Software refactoring is an essential activity for improving the readability, maintainability, and reusability of software projects. To this end, a large number of automated or semi-automated approaches/tools have been proposed to locate poorly designed code, recommend refactoring solutions, and conduct specified refactorings. However, even equipped with such tools, it remains challenging for developers to decide where and what kind of refactorings should be applied. Recent advances in deep learning techniques, especially in large language models (LLMs), make it potentially feasible to automatically refactor source code with LLMs. However, it remains unclear how well LLMs perform compared to human experts in conducting refactorings automatically and accurately. To fill this gap, in this paper, we conduct an empirical study to investigate the potential of LLMs in automated software refactoring, focusing on the identification of refactoring opportunities and the recommendation of refactoring solutions. We first construct a high-quality refactoring dataset comprising 180 real-world refactorings from 20 projects, and conduct the empirical study on the dataset. With the to-be-refactored Java documents as input, ChatGPT and Gemini identified only 28 and 7 respectively out of the 180 refactoring opportunities. The evaluation results suggested that the performance of LLMs in identifying refactoring opportunities is generally low and remains an open problem. However, explaining the expected refactoring subcategories and narrowing the search space in the prompts substantially increased the success rate of ChatGPT from 15.6 to 86.7%. Concerning the recommendation of refactoring solutions, ChatGPT recommended 176 refactoring solutions for the 180 refactorings, and 63.6% of the recommended solutions were comparable to (even better than) those constructed by human experts. However, 13 out of the 176 solutions suggested by ChatGPT and 9 out of the 137 solutions suggested by Gemini were unsafe in that they either changed the functionality of the source code or introduced syntax errors, which indicate the risk of LLM-based refactoring.

查看原文本刊更多论文

探索通用法学硕士在自动化软件重构中的潜力：一项实证研究

软件重构是提高软件项目的可读性、可维护性和可重用性的基本活动。为此，已经提出了大量自动化或半自动化的方法/工具来定位设计不良的代码，推荐重构解决方案，并执行指定的重构。然而，即使配备了这样的工具，对于开发人员来说，决定应该在哪里以及应用什么样的重构仍然是一个挑战。深度学习技术的最新进展，特别是在大型语言模型（llm）中，使得使用llm自动重构源代码成为可能。然而，与人类专家相比，llm在自动准确地进行重构方面的表现如何尚不清楚。为了填补这一空白，在本文中，我们进行了一项实证研究，以调查llm在自动化软件重构中的潜力，重点关注重构机会的识别和重构解决方案的推荐。我们首先构建了一个高质量的重构数据集，包括来自20个项目的180个真实重构，并对该数据集进行了实证研究。以待重构的Java文档为输入，ChatGPT和Gemini在180个重构机会中分别只识别了28个和7个。评估结果表明，法学硕士在识别重构机会方面的表现普遍较低，仍然是一个有待解决的问题。然而，在提示中解释预期的重构子类别并缩小搜索空间，大大提高了ChatGPT的成功率，从15.6%提高到86.7%。在重构方案的推荐方面，ChatGPT为180次重构推荐了176个重构方案，其中63.6%的推荐方案与人类专家构建的方案相当（甚至更好）。然而，ChatGPT建议的176个解决方案中的13个和Gemini建议的137个解决方案中的9个是不安全的，因为它们要么改变了源代码的功能，要么引入了语法错误，这表明了基于llm的重构的风险。

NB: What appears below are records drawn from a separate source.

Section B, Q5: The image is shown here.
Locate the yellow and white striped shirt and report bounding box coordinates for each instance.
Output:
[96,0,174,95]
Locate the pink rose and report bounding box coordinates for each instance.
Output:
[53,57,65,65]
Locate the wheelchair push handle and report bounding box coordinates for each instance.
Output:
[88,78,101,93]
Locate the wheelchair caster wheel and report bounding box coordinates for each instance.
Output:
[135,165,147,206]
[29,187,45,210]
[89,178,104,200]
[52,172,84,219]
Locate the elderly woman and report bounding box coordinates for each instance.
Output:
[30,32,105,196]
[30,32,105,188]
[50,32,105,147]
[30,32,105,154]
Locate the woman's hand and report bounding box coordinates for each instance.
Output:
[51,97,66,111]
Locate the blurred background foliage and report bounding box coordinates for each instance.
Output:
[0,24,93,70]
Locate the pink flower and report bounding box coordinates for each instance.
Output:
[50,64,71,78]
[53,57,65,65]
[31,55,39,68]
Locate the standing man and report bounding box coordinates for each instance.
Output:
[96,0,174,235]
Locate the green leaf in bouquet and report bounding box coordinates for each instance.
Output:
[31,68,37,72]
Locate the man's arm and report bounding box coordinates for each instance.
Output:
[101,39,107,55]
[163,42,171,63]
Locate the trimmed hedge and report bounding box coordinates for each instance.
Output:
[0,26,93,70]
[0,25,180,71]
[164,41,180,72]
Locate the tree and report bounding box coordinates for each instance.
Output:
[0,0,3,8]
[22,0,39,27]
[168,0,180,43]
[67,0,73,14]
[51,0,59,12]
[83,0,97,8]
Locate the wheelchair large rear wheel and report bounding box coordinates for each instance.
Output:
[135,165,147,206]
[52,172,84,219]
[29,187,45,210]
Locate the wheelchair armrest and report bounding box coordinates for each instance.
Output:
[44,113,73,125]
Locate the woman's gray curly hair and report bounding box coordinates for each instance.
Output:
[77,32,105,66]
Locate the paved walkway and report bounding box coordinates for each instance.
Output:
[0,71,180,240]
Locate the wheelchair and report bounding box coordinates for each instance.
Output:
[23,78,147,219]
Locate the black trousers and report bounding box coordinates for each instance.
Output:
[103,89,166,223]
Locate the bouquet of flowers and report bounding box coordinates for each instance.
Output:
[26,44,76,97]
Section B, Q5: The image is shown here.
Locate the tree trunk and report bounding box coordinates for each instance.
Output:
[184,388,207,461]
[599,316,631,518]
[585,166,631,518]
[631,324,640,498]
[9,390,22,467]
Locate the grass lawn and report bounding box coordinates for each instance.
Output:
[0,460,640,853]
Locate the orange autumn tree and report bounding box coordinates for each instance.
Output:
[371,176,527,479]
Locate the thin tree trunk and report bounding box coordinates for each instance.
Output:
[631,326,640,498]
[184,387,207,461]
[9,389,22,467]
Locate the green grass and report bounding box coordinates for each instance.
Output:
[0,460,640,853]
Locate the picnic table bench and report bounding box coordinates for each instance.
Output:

本文章由计算机程序翻译，如有差异，请以英文原文为准。

求助全文

约1分钟内获得全文求助全文

来源期刊

Automated Software Engineering 工程技术-计算机：软件工程

CiteScore

4.80

自引率

11.80%

发文量

审稿时长

>12 weeks

期刊介绍： This journal details research, tutorial papers, survey and accounts of significant industrial experience in the foundations, techniques, tools and applications of automated software engineering technology. This includes the study of techniques for constructing, understanding, adapting, and modeling software artifacts and processes. Coverage in Automated Software Engineering examines both automatic systems and collaborative systems as well as computational models of human software engineering activities. In addition, it presents knowledge representations and artificial intelligence techniques applicable to automated software engineering, and formal techniques that support or provide theoretical foundations. The journal also includes reviews of books, software, conferences and workshops.